If you get an answering service, use your best judgment to respect the person’s current job status. Don’t be too detailed about your message with assistants or secretaries.

Even if you get a chance to talk with the prospective candidate, ALWAYS send a follow-up message with more details and incentivize them to start the application process. Including an eye-catching call-to-action within your email signature and linking it to the company’s job board or website is a great way to hook the candidate. If they’re clearly uninterested in the position, you can send them an email thanking them for their time, ask them to recommend anyone in their network they think would be a good fit for the role and link to your job board or LinkedIn page.

recruiting tips

If they’ve already expressed interest in the position and are ready for a more in-depth conversation, use a tool like Calendly to include a scheduling link in your message so the candidate can quickly pick an interview time that’s convenient for them from your availability.

Simplify the application process

Whether you use a CRM or ATS for your recruitment efforts, it’s essential to invest in a compatible resume-parsing tool like CareerBuilder or RChilli. Submitting a resume and then being asked to fill out duplicate information in a detailed application form and questionnaire is very discouraging to even the most eager candidates.

Those who value their own time don’t want to spend hours on an initial job application. Respect their initiative and efforts by simplifying the process.

Explain the entire interview process

Once you start interviewing candidates, it’s vital that you explain what the entire process looks like—up front—regardless of the prospect’s potential. Many organizations prefer to only explain the very next step so that they maintain the flexibility to deviate from the norm for unique scenarios. While tempting, this method is ultimately more risky than it’s worth.

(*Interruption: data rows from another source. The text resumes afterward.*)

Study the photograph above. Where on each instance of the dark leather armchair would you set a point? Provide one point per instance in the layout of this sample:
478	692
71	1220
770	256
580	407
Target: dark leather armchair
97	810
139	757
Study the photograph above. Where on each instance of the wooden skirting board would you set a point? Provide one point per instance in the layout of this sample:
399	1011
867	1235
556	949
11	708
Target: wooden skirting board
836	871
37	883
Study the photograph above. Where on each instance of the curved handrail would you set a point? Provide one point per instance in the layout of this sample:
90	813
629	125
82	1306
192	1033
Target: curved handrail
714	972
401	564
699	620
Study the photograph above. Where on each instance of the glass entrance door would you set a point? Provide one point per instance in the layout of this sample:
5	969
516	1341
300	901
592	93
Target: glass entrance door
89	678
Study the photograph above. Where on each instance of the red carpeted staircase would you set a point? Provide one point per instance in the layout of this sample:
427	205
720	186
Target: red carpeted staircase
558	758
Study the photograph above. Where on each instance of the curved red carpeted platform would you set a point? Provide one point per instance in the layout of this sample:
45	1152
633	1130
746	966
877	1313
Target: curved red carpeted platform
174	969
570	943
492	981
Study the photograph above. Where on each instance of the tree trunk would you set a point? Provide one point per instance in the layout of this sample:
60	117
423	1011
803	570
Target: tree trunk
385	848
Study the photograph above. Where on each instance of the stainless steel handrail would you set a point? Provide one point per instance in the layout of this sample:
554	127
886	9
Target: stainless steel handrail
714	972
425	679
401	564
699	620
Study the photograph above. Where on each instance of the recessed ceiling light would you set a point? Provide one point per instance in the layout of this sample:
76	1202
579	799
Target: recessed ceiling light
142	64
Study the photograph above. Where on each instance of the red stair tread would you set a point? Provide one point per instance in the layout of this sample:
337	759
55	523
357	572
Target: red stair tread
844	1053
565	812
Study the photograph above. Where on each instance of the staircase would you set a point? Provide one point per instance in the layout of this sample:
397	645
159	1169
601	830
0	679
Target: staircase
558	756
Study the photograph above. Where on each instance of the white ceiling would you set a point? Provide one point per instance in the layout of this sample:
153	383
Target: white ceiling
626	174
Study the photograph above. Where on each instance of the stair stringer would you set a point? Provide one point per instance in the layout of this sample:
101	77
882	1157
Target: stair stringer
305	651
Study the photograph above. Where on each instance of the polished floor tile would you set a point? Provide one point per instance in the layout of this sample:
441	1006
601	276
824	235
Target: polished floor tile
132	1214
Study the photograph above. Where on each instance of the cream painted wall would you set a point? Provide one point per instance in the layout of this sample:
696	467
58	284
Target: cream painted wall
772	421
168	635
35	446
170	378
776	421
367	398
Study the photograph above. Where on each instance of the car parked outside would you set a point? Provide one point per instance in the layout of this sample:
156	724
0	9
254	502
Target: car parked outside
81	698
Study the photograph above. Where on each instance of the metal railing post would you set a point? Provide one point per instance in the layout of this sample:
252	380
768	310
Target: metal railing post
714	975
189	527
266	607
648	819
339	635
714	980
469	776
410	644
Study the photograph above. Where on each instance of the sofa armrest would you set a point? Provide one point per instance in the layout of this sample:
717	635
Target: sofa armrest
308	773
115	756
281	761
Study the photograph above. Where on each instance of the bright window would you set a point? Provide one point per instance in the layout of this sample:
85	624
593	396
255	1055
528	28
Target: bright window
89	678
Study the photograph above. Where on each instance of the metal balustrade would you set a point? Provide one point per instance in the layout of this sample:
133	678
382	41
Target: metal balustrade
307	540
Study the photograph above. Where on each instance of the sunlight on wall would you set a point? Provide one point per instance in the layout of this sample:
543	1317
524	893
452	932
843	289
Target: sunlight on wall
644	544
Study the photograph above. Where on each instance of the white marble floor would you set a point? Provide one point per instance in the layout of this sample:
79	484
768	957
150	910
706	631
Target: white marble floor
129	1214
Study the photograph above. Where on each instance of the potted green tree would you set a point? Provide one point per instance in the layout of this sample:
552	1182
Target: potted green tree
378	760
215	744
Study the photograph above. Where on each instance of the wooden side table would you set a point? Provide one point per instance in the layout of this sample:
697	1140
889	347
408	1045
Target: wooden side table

Just like sales teams are supposed to make a promise on what their product or service delivers, recruiters should make a promise to candidates about what kind of timeline they should expect and stick to it. While tough to do, this will also give you more leverage to move the employer along if they start dragging their feet or they come up with unrealistic demands. Confused or anxious candidates who feel like they’ve been forgotten or put on the back-burner will drop off, costing you some of your best talent.

Speed up the recruitment cycle

Similarly, don’t keep candidates waiting. Whenever possible, once you have information to share, share it. On average, it takes three interviews and 3–6 weeks to get out an offer. Time-to-hire is one of most important metrics recruiters must pay attention to. Why? Because the main reason job offers are rejected is that someone else beat you to the punch.

If you don’t want to go back to the drawing board and start the cycle over, speed it up!

Focus on building relationships

As you interact with the candidate, make them feel like a rockstar. A difficult and thorough interview process doesn’t have to be a cold, impersonal one. Too often interviews can feel like stress tests and give candidates an “us vs you” feeling. That’s no way to build a healthy working relationship.

Offering proper affirmation and positive feedback will give candidates the confidence to truly shine by showing you what’s true and important to know about them. A whopping 80% of people say they will take one job over another based on personal relationships formed during the interview process.

So…if you haven’t gotten this point yet: genuinely caring about the candidate is pretty important.

Ask candidates about their unique ambitions

Most interviewers make the process all about what the candidate can do for them. Successful recruiters will ask the candidate about their career aspirations and ensure the position is a good opportunity for them.

49% of employers believe that compensation is the most important factor to candidates, whereas 72% of candidates state advancement opportunities are the top reason why they would change jobs. For Millenials—the largest generation in the workforce—this is of utmost importance, with more than half of Millennials seeking more opportunities to develop their leadership skills.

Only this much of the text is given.